La cité dans les débats philosophique et politique

Au ive siècle avant J.-C., déjà, les philosophes grecs ont mis la cité au cœur de leur réflexion. Aristote la pense comme étant « naturelle » (Politique). Elle est, pour lui, une communauté « accomplie » et « autosuffisante », formée en vue du « bien-vivre ». Tout comme la cité existe « par nature », l'homme est, par nature, « un animal politique » (destiné à vivre en cité). L'homme, en outre, est le seul des animaux à posséder le logos, conçu comme la faculté lui permettant de percevoir et d'exprimer le juste et l'injuste. Et c'est bien la commune possession de cette capacité qui est au fondement de la famille et de la cité.

Plus tard, le concept de cité sera repris par le christianisme, en particulier à travers la Cité de Dieu (426) de saint Augustin. Les deux cités, celle de Dieu et celle de la terre, traversent l'histoire et, pour ainsi dire, tout homme : elles commencent avec Caïn et Abel. Seul le jugement dernier viendra séparer les deux cités.

Au xviiie siècle, avec la Révolution française, la notion de cité refait surface. En ces moments de trouble s'opère une repolitisation de l'exemple des Anciens.
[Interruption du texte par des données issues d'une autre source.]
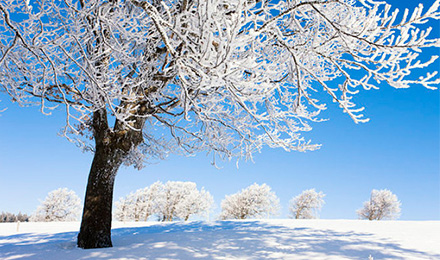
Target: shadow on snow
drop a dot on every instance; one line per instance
(215, 240)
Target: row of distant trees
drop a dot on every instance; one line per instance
(176, 200)
(10, 217)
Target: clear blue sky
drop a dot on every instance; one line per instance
(398, 150)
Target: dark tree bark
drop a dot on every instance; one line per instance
(111, 148)
(95, 229)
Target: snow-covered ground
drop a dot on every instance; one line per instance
(259, 239)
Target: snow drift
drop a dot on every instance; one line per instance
(251, 239)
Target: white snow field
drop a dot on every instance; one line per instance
(252, 239)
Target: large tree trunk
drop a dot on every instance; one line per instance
(95, 229)
(111, 147)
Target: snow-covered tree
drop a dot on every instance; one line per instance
(168, 201)
(251, 202)
(383, 204)
(306, 205)
(60, 205)
(226, 77)
(182, 200)
(10, 217)
(140, 205)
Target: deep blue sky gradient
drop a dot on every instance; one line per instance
(398, 150)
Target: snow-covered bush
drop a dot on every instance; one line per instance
(253, 201)
(139, 205)
(182, 200)
(306, 205)
(168, 201)
(10, 217)
(383, 204)
(60, 205)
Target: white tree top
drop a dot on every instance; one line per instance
(222, 76)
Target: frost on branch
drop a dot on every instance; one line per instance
(307, 204)
(383, 204)
(225, 77)
(60, 205)
(254, 201)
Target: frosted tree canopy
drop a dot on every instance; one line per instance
(221, 76)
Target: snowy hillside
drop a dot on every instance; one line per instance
(260, 239)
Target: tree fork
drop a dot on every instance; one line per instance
(110, 151)
(95, 229)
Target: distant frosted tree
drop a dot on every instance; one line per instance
(383, 204)
(253, 201)
(168, 201)
(196, 203)
(60, 205)
(10, 217)
(182, 200)
(140, 205)
(307, 204)
(140, 79)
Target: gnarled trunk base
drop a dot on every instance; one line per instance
(95, 229)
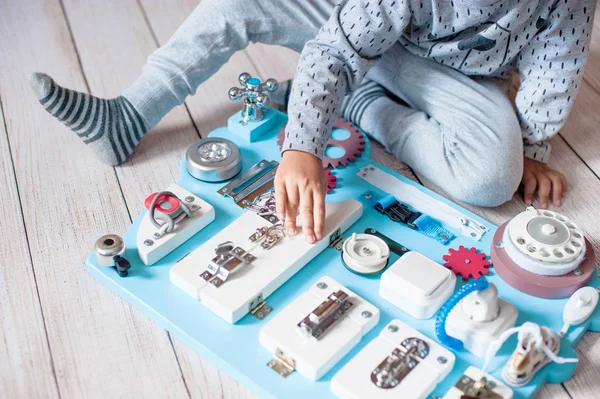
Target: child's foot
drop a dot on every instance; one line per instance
(112, 128)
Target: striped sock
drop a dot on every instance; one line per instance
(358, 101)
(112, 128)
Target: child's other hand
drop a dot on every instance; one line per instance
(537, 175)
(300, 185)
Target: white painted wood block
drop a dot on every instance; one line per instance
(353, 381)
(313, 358)
(202, 215)
(272, 267)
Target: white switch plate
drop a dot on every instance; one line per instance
(475, 374)
(417, 285)
(273, 267)
(184, 230)
(313, 358)
(353, 381)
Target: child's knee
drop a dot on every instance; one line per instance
(490, 184)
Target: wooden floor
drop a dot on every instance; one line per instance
(64, 335)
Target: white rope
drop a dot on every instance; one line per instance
(539, 343)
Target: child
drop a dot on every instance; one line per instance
(426, 78)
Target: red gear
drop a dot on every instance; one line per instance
(331, 184)
(467, 262)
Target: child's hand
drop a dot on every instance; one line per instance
(300, 184)
(537, 175)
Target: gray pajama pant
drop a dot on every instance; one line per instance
(460, 133)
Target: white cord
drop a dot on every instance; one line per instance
(539, 342)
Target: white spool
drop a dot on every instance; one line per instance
(365, 253)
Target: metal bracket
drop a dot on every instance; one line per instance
(255, 181)
(259, 308)
(336, 240)
(393, 369)
(224, 263)
(481, 389)
(326, 314)
(283, 364)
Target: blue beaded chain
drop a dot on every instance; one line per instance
(440, 322)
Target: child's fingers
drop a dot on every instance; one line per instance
(529, 185)
(306, 210)
(545, 185)
(557, 188)
(291, 209)
(319, 214)
(280, 199)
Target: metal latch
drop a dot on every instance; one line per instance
(326, 314)
(393, 369)
(259, 308)
(336, 240)
(481, 389)
(396, 211)
(283, 364)
(226, 260)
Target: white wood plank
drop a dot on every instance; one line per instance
(210, 108)
(100, 348)
(24, 348)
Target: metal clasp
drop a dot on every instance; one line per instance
(326, 314)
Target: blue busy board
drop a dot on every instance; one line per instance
(236, 349)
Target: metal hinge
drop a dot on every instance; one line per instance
(259, 308)
(481, 389)
(283, 364)
(336, 240)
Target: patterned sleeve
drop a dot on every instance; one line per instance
(335, 62)
(551, 69)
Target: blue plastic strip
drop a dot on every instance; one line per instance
(432, 228)
(440, 322)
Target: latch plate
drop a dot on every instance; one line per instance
(283, 364)
(394, 368)
(336, 240)
(326, 314)
(224, 263)
(480, 389)
(259, 308)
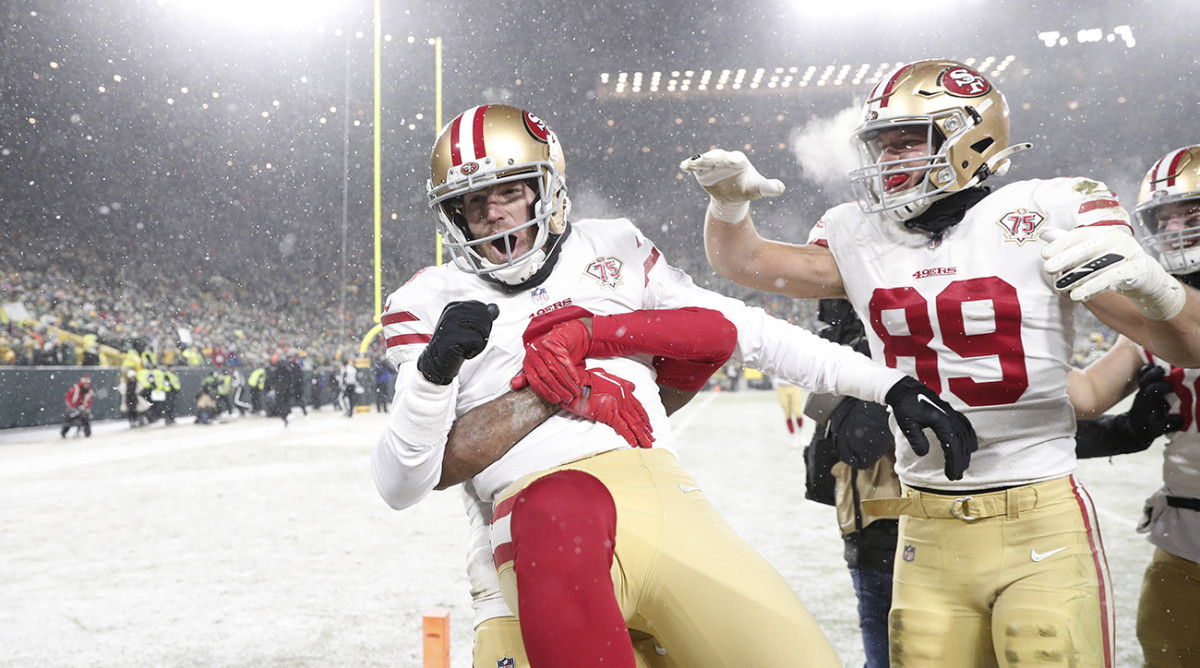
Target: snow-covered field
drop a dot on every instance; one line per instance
(249, 543)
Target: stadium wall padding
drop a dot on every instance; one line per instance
(35, 396)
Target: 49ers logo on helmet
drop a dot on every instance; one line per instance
(538, 127)
(964, 82)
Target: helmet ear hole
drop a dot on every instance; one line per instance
(982, 145)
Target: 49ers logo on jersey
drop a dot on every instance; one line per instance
(605, 271)
(964, 82)
(1021, 226)
(537, 127)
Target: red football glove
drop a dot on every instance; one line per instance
(606, 398)
(553, 362)
(610, 399)
(689, 344)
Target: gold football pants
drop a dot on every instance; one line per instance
(1008, 578)
(1169, 612)
(684, 577)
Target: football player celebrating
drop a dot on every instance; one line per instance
(597, 537)
(1169, 611)
(1005, 565)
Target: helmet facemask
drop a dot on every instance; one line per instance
(870, 181)
(965, 122)
(1177, 250)
(551, 199)
(487, 146)
(1173, 182)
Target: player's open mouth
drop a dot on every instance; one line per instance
(895, 182)
(504, 245)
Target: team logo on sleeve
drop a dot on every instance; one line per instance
(605, 271)
(1021, 226)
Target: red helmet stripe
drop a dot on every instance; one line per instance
(477, 131)
(1176, 160)
(892, 84)
(455, 151)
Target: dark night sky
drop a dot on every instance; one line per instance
(249, 160)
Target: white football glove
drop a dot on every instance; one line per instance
(731, 181)
(1089, 260)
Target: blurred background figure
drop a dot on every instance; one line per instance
(349, 386)
(78, 413)
(791, 398)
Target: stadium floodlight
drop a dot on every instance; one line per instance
(883, 12)
(259, 14)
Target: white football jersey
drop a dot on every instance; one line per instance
(1177, 530)
(973, 316)
(605, 266)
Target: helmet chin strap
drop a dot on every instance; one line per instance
(999, 164)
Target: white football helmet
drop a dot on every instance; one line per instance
(1175, 179)
(965, 121)
(495, 144)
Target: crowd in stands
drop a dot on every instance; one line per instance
(123, 294)
(185, 307)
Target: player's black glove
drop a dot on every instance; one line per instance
(1137, 429)
(861, 432)
(460, 335)
(917, 408)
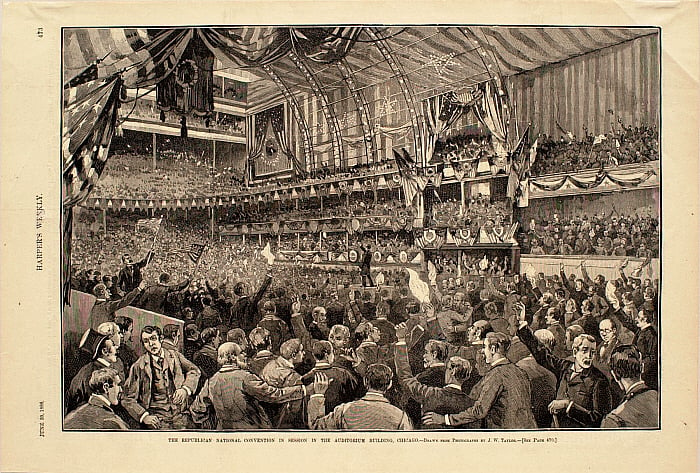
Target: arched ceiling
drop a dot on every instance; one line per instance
(438, 59)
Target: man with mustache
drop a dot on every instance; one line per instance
(583, 391)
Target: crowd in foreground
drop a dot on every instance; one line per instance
(265, 349)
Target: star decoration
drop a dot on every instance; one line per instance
(441, 64)
(387, 106)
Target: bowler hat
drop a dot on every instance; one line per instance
(91, 342)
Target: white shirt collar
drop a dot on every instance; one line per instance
(103, 399)
(629, 390)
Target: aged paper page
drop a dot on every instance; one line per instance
(31, 431)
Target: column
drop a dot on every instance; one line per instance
(155, 152)
(211, 223)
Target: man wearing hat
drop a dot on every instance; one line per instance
(104, 308)
(160, 384)
(103, 354)
(97, 413)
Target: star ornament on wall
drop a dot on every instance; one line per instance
(442, 64)
(387, 106)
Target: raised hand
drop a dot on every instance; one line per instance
(321, 383)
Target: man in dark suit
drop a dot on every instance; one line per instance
(583, 391)
(640, 406)
(343, 386)
(434, 358)
(130, 275)
(104, 355)
(502, 396)
(442, 400)
(154, 297)
(278, 329)
(543, 383)
(233, 395)
(365, 266)
(206, 358)
(97, 413)
(281, 373)
(372, 412)
(260, 345)
(646, 339)
(160, 384)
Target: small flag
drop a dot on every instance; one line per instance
(418, 287)
(533, 152)
(268, 254)
(196, 251)
(432, 273)
(638, 272)
(599, 139)
(149, 225)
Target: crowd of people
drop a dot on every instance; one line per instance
(623, 145)
(221, 122)
(463, 148)
(599, 234)
(275, 346)
(176, 176)
(311, 209)
(476, 212)
(476, 263)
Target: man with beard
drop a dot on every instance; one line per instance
(281, 373)
(160, 384)
(103, 351)
(97, 414)
(583, 391)
(233, 394)
(502, 397)
(640, 405)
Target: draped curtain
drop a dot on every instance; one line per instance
(441, 112)
(277, 120)
(90, 118)
(489, 109)
(257, 146)
(258, 46)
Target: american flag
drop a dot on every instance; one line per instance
(196, 251)
(412, 183)
(89, 119)
(150, 225)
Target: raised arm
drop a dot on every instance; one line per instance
(542, 354)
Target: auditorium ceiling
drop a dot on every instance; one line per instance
(422, 61)
(435, 60)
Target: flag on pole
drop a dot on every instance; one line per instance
(432, 273)
(418, 287)
(149, 225)
(599, 139)
(411, 183)
(196, 251)
(267, 253)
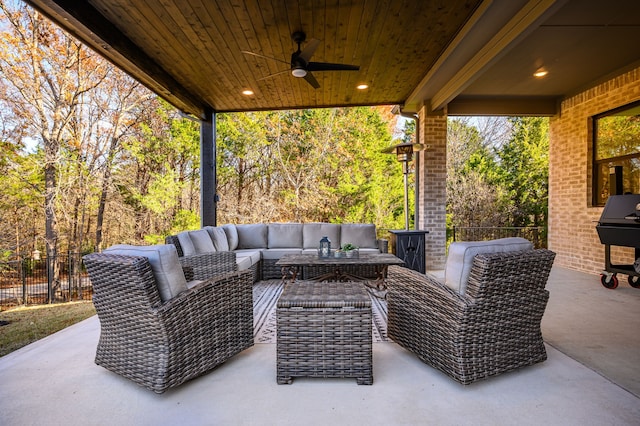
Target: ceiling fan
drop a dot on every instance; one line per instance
(301, 66)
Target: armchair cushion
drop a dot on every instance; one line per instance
(461, 254)
(164, 263)
(202, 241)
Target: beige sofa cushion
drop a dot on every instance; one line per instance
(252, 235)
(461, 254)
(165, 266)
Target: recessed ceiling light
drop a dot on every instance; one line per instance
(540, 72)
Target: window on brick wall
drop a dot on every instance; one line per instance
(616, 153)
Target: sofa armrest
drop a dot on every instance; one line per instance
(207, 265)
(409, 286)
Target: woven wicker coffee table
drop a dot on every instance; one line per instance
(340, 269)
(324, 330)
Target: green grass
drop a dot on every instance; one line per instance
(28, 324)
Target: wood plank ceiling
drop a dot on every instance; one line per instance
(470, 56)
(199, 44)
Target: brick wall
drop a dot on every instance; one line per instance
(572, 233)
(431, 191)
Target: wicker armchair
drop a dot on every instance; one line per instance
(163, 344)
(493, 328)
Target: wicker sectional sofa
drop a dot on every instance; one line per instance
(259, 246)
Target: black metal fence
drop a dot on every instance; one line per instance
(536, 234)
(28, 281)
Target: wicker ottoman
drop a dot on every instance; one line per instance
(324, 330)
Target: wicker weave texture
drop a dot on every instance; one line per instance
(161, 345)
(324, 330)
(492, 329)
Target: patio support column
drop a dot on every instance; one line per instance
(208, 181)
(431, 179)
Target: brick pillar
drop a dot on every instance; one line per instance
(431, 170)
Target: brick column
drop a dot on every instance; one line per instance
(431, 177)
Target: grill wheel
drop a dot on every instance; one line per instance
(610, 281)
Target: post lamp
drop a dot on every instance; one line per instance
(404, 154)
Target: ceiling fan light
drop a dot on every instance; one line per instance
(299, 72)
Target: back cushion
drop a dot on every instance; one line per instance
(232, 235)
(252, 236)
(313, 232)
(219, 238)
(284, 235)
(165, 266)
(202, 241)
(461, 254)
(188, 248)
(359, 234)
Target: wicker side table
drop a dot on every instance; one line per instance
(324, 330)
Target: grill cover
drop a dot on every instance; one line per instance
(619, 224)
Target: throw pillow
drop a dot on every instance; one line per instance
(461, 254)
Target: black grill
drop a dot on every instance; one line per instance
(619, 225)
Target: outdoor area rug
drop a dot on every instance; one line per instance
(265, 298)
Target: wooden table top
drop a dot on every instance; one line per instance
(362, 259)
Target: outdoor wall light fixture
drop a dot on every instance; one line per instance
(404, 154)
(324, 249)
(299, 72)
(540, 72)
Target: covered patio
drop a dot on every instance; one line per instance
(591, 377)
(434, 59)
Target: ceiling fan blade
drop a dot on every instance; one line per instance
(327, 66)
(273, 75)
(312, 80)
(309, 49)
(265, 57)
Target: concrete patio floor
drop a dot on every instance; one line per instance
(592, 377)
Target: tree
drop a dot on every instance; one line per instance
(524, 170)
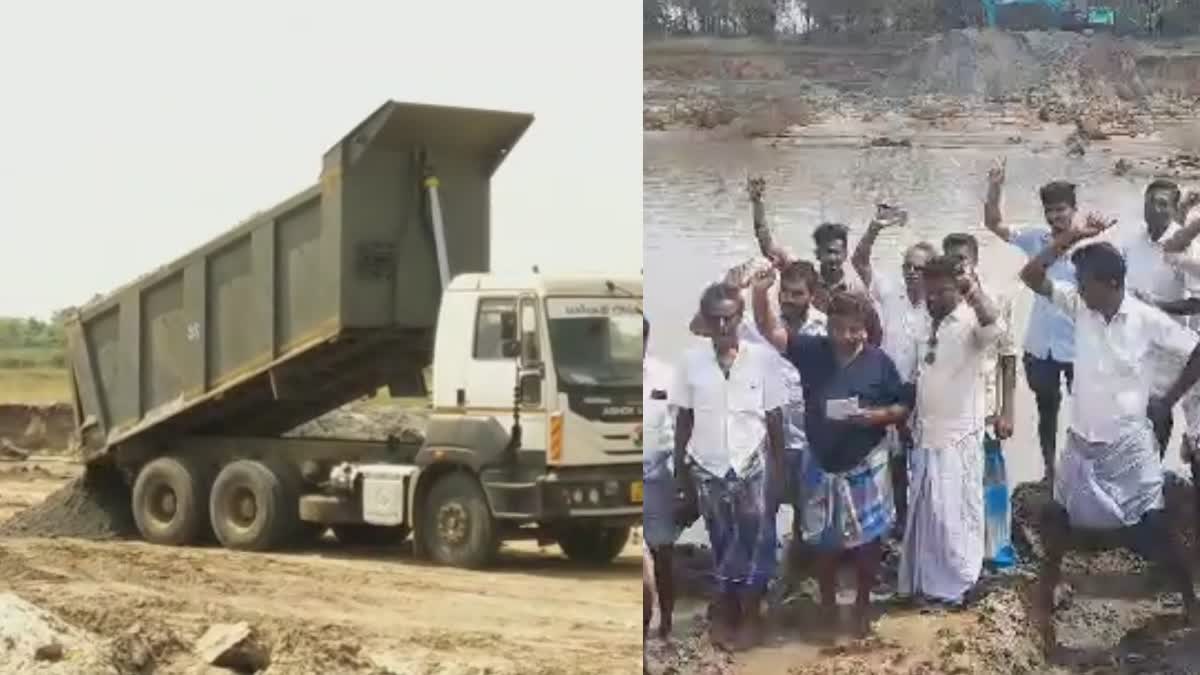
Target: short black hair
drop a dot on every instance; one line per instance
(831, 232)
(929, 249)
(850, 305)
(1099, 261)
(717, 293)
(801, 270)
(961, 239)
(1168, 185)
(1057, 192)
(941, 267)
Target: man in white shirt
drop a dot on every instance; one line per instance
(729, 459)
(904, 320)
(942, 551)
(1110, 475)
(1000, 389)
(659, 527)
(1049, 336)
(1180, 252)
(1153, 279)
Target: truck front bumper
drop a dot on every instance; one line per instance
(610, 494)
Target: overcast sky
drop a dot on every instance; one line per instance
(133, 131)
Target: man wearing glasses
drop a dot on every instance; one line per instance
(729, 460)
(943, 543)
(903, 316)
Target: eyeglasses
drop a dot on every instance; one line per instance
(724, 323)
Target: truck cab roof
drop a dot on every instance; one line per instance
(550, 284)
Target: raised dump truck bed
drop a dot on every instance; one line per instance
(322, 299)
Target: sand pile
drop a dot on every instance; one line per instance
(95, 506)
(367, 422)
(37, 426)
(34, 640)
(1008, 65)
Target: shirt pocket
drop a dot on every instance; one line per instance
(708, 398)
(745, 396)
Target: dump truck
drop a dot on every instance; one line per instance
(187, 381)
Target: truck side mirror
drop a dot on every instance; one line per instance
(510, 348)
(509, 326)
(531, 387)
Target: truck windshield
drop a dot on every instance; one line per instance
(597, 341)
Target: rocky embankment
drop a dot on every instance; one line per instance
(755, 89)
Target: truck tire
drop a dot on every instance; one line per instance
(457, 526)
(253, 506)
(360, 535)
(169, 501)
(593, 545)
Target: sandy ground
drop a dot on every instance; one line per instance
(319, 610)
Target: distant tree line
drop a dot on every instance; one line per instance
(768, 18)
(33, 342)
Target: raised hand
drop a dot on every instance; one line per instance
(756, 186)
(996, 173)
(763, 278)
(1188, 203)
(1093, 226)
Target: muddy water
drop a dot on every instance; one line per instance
(697, 221)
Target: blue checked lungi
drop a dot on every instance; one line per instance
(659, 527)
(741, 523)
(845, 511)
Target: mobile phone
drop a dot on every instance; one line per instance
(891, 214)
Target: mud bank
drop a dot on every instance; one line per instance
(1115, 614)
(75, 601)
(759, 89)
(37, 426)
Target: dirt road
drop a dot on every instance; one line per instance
(324, 609)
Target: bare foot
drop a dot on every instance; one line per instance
(1192, 615)
(750, 633)
(721, 633)
(1049, 637)
(861, 623)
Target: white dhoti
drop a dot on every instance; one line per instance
(943, 543)
(1110, 485)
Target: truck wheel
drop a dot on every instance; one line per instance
(169, 501)
(358, 535)
(457, 526)
(253, 507)
(593, 545)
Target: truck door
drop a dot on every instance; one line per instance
(492, 370)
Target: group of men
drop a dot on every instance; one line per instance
(868, 402)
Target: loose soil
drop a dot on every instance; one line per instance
(37, 426)
(126, 607)
(751, 88)
(1115, 614)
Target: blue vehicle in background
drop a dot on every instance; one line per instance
(1042, 15)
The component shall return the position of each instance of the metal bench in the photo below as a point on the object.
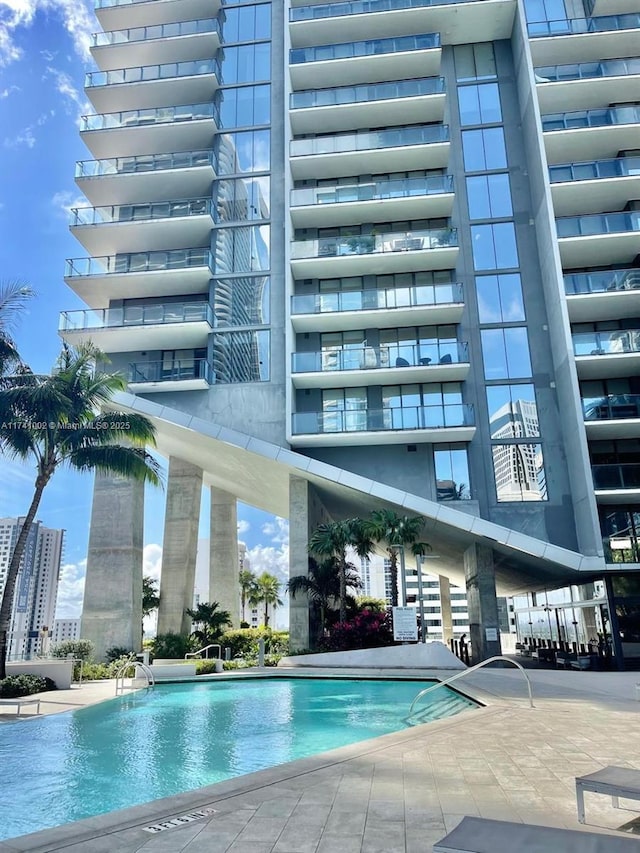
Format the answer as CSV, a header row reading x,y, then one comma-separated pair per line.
x,y
478,835
20,701
614,781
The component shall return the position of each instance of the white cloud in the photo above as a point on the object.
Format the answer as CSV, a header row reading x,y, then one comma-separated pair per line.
x,y
71,590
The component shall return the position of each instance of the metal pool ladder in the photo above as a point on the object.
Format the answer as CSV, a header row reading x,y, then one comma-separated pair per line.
x,y
466,672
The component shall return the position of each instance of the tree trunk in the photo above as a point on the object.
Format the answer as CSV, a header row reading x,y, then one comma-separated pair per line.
x,y
12,574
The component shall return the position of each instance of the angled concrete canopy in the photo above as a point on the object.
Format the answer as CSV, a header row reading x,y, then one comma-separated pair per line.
x,y
258,473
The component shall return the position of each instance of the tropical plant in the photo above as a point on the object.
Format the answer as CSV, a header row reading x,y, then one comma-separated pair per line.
x,y
267,590
322,585
54,421
396,531
209,622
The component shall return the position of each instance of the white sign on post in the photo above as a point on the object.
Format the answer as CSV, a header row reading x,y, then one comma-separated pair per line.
x,y
405,624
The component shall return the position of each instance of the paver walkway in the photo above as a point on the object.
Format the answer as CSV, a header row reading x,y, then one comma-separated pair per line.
x,y
403,792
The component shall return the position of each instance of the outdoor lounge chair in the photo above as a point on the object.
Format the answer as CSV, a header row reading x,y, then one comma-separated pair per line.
x,y
478,835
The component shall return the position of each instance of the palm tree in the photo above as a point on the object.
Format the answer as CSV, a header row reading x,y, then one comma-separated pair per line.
x,y
211,622
322,585
53,420
396,531
267,590
247,583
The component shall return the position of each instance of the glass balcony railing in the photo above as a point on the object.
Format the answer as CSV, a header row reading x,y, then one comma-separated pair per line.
x,y
175,259
366,93
371,47
395,137
158,31
615,342
154,115
378,420
136,315
179,370
383,299
625,476
369,244
621,167
148,73
601,281
436,352
140,212
143,163
373,191
569,26
613,407
588,70
598,223
629,114
360,7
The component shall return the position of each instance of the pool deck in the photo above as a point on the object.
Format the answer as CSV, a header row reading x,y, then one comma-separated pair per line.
x,y
402,792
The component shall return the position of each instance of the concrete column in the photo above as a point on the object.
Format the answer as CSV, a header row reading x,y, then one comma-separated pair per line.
x,y
482,602
299,526
445,609
179,546
112,607
224,564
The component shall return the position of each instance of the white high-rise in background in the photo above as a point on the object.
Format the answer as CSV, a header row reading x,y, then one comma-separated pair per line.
x,y
34,602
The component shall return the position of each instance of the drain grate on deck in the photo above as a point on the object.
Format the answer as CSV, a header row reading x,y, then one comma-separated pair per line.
x,y
181,820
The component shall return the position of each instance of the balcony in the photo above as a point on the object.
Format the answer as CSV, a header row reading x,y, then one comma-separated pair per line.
x,y
180,272
368,105
404,198
616,484
584,39
602,295
370,152
153,131
459,22
179,325
595,240
146,227
591,134
613,416
149,86
187,374
374,254
594,186
119,14
588,85
602,355
350,367
173,42
391,307
384,426
153,177
376,60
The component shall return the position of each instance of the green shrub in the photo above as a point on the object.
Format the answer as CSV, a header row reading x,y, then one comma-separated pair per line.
x,y
14,686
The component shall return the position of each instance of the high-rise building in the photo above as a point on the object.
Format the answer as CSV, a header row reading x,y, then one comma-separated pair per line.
x,y
34,601
355,255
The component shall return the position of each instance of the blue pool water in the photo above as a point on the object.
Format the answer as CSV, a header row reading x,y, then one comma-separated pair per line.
x,y
177,737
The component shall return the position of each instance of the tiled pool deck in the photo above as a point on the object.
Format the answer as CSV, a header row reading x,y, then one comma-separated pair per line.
x,y
402,792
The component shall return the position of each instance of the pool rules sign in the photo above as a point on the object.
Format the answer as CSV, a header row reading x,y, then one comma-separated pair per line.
x,y
405,624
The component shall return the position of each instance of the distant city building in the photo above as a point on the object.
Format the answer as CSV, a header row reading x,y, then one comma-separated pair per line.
x,y
34,601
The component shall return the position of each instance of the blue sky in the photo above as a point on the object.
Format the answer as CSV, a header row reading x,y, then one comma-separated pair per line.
x,y
43,59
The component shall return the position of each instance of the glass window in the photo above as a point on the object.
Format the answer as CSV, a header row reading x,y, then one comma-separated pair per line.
x,y
489,196
500,298
494,246
505,353
484,150
519,472
512,411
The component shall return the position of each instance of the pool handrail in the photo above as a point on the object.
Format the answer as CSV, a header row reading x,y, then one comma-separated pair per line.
x,y
466,672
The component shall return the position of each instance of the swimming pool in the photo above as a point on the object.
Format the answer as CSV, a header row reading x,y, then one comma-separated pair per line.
x,y
178,737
La figure, sans doute la plus sollicitée, est celle du législateur : on invoque Lycurgue, le législateur mythique de Sparte, ou Numa, celui de Rome. En philosophie politique, il existe des homologies entre la cité d'Aristote et celle du Contrat social (1762) de Rousseau. Dans les deux cas, il s'agit de faire passer l'humanité de l'homme par la légalité et la contrainte civiles. Pour Benjamin Constant et les libéraux, au début du xixe siècle, la Révolution a été un moment d'excessive et sanglante identification avec les Anciens, où l'on a voulu « régénérer » la France en la transformant en une nouvelle Sparte. On a confondu les temps (la France n'est pas une petite république) et on s'est mépris sur le passé (l'égalité spartiate tant vantée était en réalité le comble de l'inégalité).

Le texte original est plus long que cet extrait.